Spielspaß ist subjektiv. Drum hieß mein Artikel ja auch nicht "Warum du nicht Diablo III spielen solltest".

... in Tiny Wings mit einem perfekt gelungenen Perfect Slide die siebte Insel zu verlassen und mich ganz im Flow von Schwung, Bewegung und sich endlich auszahlender geduldiger Übung in die Lüfte zum Anflug auf Insel 8 zu machen, während hinter mir die Sonne im Meer versinkt. juchhuuuuuuuu.

... in Skyrim bei Vollmond die höchsten Gipfel zu erklimmen, ganz ohne den Blick auf die endlose To-do-Liste, und im Tal einen majestätischen Elch vor dem gespannten Bogen zu erblicken - und ihn dann zu verschonen. Hinter diesem Berg dort war ich immer noch nicht - auch nicht nach über 100 Stunden Spielzeit.

... in Super BomberMan mit höchster Geschwindigkeit und größtem Bombenradius auf leergefegtem Feld gegen meine Freundin ein Bombengewitter zu entfachen, dem ich dann meistens selbst zum Opfer falle.

... in Nethack, jawohl Nethack, diesem Uropa von Diablo III, diesem hässlichen, kleinen, uralten Spiel mit einem Barbaren auf Level 7 dem jämmerlichen Hungertod zum Opfer zu fallen, nur weil ich so unvorsichtig war, meine Futterrationen gegen diese vermaledeite Plattenrüstung einzutauschen, die noch dazu verflucht ist und mich nur mehr zwei Felder sehen lässt. Und nein, bei Roguelikes ist nix mit Saven oder Respawn: Try again - ist es zu hart, bist du zu schwach. 

Die Liste ließe sich beliebig fortsetzen, denn ja: Ich spiele gern. Und nein: Ich habe selten die Zeit bereut, die ich mit Spielen verbrachte. Selten, aber doch manchmal. Die mechanische Abgrasung von Kerkern zur Charakteroptimierung empfinde ich dagegen durchaus als weniger prickelnd als, sagen wir mal, einen netten Spaziergang, einen Abend mit Freunden oder ein gutes Buch.

Aber hey - that's just me. Spielspaß ist wohl subjektiv. Drum hieß mein Artikel ja auch nicht "Warum du nicht Diablo III spielen solltest". Mit seiner Lebenszeit, so viel ist klar, darf jeder anfangen, was er will.
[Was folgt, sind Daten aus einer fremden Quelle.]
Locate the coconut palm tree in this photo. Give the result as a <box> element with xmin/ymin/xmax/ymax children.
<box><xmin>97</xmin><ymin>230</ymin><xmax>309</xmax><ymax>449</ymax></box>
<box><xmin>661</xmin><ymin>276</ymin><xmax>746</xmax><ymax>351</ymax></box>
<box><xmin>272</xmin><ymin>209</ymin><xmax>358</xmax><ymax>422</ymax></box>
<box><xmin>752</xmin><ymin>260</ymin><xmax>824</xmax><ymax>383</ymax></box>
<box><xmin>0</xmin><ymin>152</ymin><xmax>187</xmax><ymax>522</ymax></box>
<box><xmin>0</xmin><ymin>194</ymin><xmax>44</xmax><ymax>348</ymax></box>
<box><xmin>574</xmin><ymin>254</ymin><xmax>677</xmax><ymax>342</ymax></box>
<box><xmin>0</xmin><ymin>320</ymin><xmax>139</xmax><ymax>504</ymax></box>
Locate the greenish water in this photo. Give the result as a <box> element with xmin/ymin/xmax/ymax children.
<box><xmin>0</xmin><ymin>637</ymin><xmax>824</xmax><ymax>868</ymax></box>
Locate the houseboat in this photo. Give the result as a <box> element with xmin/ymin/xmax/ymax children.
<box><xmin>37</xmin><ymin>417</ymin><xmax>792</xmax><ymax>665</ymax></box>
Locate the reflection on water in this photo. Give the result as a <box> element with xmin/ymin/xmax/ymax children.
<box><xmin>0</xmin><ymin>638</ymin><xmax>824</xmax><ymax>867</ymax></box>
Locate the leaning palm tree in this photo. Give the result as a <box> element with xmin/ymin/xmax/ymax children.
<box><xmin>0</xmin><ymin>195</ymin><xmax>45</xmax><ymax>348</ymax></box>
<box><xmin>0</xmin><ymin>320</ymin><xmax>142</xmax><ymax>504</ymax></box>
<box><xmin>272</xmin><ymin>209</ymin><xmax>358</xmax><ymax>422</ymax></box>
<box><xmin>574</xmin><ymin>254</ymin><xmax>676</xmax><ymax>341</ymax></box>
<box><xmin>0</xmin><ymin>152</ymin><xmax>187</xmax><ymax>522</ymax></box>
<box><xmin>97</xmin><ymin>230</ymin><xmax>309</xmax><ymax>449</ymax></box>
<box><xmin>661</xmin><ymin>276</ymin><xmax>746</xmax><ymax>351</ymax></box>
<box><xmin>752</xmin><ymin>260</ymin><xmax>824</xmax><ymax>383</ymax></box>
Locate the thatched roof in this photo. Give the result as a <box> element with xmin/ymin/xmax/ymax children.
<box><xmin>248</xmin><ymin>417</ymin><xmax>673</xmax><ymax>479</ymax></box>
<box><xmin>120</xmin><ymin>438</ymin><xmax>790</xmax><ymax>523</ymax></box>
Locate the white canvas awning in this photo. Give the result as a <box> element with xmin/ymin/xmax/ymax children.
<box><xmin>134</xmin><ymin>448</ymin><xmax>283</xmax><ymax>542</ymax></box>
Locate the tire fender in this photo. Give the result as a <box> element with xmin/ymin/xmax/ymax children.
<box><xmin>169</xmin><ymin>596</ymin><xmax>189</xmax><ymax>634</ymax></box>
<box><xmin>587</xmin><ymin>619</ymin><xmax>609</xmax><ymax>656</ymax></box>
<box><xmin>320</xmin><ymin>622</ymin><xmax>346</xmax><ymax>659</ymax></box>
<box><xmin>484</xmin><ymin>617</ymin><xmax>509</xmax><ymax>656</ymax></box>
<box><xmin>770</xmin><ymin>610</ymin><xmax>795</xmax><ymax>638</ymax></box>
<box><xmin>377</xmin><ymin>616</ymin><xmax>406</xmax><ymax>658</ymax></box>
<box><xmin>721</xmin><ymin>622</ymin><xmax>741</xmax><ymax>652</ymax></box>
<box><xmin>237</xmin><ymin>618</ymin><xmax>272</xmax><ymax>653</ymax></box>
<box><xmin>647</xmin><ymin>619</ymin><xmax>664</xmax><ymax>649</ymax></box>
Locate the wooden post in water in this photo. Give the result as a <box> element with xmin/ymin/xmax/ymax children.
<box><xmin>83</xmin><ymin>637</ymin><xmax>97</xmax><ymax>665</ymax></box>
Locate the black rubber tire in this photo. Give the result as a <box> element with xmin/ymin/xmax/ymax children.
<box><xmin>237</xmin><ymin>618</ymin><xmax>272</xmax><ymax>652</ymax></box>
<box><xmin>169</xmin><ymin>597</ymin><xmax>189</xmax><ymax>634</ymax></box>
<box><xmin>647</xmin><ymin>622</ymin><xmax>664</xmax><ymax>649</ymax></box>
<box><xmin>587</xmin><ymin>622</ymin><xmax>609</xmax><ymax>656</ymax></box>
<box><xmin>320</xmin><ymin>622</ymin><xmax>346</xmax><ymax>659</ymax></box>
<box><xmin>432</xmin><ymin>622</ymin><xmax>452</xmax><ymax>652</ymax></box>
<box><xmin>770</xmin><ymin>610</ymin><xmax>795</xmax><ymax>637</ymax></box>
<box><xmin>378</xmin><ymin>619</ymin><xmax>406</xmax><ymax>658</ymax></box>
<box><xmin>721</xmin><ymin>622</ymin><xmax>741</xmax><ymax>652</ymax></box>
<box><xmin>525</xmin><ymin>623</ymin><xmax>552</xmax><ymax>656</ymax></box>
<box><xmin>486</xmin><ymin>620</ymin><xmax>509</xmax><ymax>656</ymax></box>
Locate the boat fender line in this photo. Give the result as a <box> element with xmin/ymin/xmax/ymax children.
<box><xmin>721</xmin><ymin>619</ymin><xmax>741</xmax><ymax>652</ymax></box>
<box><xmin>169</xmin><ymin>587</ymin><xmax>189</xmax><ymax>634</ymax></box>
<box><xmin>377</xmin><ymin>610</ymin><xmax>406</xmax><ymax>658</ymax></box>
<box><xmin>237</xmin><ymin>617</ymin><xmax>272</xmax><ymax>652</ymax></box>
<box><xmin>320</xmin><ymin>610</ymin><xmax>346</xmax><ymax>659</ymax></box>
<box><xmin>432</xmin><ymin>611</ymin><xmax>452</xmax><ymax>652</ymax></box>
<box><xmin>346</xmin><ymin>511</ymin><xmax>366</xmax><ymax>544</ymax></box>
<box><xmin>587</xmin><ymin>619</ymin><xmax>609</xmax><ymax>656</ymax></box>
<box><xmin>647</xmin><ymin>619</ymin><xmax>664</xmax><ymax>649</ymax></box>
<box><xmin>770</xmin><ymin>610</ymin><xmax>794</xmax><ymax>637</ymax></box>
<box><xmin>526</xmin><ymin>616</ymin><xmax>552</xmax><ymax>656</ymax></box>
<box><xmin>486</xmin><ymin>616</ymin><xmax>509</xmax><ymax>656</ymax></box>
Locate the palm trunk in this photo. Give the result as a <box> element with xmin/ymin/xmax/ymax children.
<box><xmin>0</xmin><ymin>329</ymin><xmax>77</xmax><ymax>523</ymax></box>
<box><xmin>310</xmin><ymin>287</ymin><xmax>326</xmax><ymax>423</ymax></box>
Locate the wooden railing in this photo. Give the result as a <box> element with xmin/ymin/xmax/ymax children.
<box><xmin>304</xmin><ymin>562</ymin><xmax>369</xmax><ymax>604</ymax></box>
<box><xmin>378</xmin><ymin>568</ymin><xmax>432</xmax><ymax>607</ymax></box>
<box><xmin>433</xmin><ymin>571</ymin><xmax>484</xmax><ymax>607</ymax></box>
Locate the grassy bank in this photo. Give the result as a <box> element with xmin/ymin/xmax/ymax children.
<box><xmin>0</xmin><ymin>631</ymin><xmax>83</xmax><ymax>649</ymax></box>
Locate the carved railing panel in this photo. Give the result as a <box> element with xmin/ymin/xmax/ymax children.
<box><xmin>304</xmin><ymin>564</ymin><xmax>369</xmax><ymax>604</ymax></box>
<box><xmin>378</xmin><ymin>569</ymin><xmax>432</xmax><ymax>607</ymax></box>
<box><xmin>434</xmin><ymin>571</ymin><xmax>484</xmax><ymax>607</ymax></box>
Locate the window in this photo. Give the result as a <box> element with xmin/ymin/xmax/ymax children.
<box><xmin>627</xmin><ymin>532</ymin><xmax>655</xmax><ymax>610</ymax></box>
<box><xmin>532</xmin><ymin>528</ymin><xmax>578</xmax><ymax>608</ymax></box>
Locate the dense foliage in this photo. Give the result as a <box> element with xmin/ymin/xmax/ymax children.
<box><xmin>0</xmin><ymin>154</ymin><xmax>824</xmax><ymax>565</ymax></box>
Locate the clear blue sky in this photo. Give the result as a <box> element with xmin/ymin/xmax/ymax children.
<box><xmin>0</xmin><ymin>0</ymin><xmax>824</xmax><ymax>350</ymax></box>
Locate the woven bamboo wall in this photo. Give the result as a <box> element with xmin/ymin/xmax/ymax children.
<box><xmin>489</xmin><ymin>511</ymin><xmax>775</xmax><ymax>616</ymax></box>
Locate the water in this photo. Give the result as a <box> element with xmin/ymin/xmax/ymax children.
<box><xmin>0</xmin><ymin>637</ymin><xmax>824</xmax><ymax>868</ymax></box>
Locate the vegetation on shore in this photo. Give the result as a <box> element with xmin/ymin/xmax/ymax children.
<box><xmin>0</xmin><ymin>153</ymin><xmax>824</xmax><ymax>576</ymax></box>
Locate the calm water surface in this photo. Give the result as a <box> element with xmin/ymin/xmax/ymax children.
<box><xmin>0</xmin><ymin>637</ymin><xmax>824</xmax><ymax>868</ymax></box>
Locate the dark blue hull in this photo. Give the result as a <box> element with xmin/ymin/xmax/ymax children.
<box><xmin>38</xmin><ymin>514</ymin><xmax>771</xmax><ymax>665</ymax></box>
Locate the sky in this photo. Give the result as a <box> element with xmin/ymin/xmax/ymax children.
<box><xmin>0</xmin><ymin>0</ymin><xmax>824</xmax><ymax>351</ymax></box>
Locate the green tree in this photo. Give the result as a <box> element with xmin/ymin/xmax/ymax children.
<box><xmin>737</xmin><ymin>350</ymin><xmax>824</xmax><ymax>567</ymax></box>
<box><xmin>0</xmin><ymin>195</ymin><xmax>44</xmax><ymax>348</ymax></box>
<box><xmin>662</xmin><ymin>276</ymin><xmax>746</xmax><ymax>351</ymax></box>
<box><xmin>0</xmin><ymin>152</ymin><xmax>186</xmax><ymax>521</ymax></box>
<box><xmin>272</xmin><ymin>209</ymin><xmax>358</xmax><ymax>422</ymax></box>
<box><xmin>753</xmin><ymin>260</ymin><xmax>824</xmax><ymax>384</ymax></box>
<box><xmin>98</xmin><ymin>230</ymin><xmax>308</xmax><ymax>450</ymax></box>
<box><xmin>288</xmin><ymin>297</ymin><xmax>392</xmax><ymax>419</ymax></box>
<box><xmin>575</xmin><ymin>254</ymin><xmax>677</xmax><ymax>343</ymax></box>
Das Leben, so habe ich auch meinen ersten Text beendet, ist zu kurz. Für mich persönlich zu kurz für Item-runs. Und weil Blizzard weiß, dass auch viele, die Diablo III gekauft haben, das so sehen, gibt's bald das Auktionshaus, in dem man die geilsten Items dann einfach kaufen kann. 15% der Gelder bleiben dabei bei Blizzard.

In diesem Zusammenhang verweise ich dann auch mal auf den Begriff der "fun pain" als Monetisierungsstrategie im Spieldesign: 

Tactics for Game Monetization.

Huch - ich glaube, das ist aber fast schon wieder ein Grund mehr, warum ich nicht Diablo III spiele.